1- Most of the CRA and managers are awfully trained. Avoid asking for advice of guidance, because you will have then 2 problems instead of one: the one you went to ask for help and to calm down your manager.
2- Managers doesn’t give you a hint about how to solve the problems
3- Work overload: you will have geographical destinations, not studies. This means that it doesn’t matter the protocol, it matters where is located the site. So you could have 7-10 protocols and 15-20 sites.
4- Timelines for completing monitoring reports or number of visits required imply that you will work 7/24, during the week doing visits and completing reports on weekends, unless you apply their own CRA criteria for monitoring visits.
5- The monitoring plans are empty of content documents. They don’t give guidance about frequency of monitor visits or what is important to verify at each visit.

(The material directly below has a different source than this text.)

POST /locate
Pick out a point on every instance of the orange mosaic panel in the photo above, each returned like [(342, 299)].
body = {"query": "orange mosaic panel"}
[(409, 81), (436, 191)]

6- Big issues with payments to the sites. The pay system doesn’t work properly
7- Nobody seems committed to their work or to solve any problem. Solving a problem means to put a dead body in the closet or if you want a real solution, you will try to move an elephant. For example, if you find a problem with the IVRS system and you report it, probably it won’t get solved
8- It takes ages to get access to the systems (CRF, report system, IVRS, central file, and so on)
9- CRAs from the company makes SDV very shallow, so if you inherite a study from them or you have an inspection/audit it will take you hours to get the back log solved
10- If you claim that you have work overload, the answer will be that you are the problem, that the work load is ok. Let me tell you, I ended with health problems and had to resign.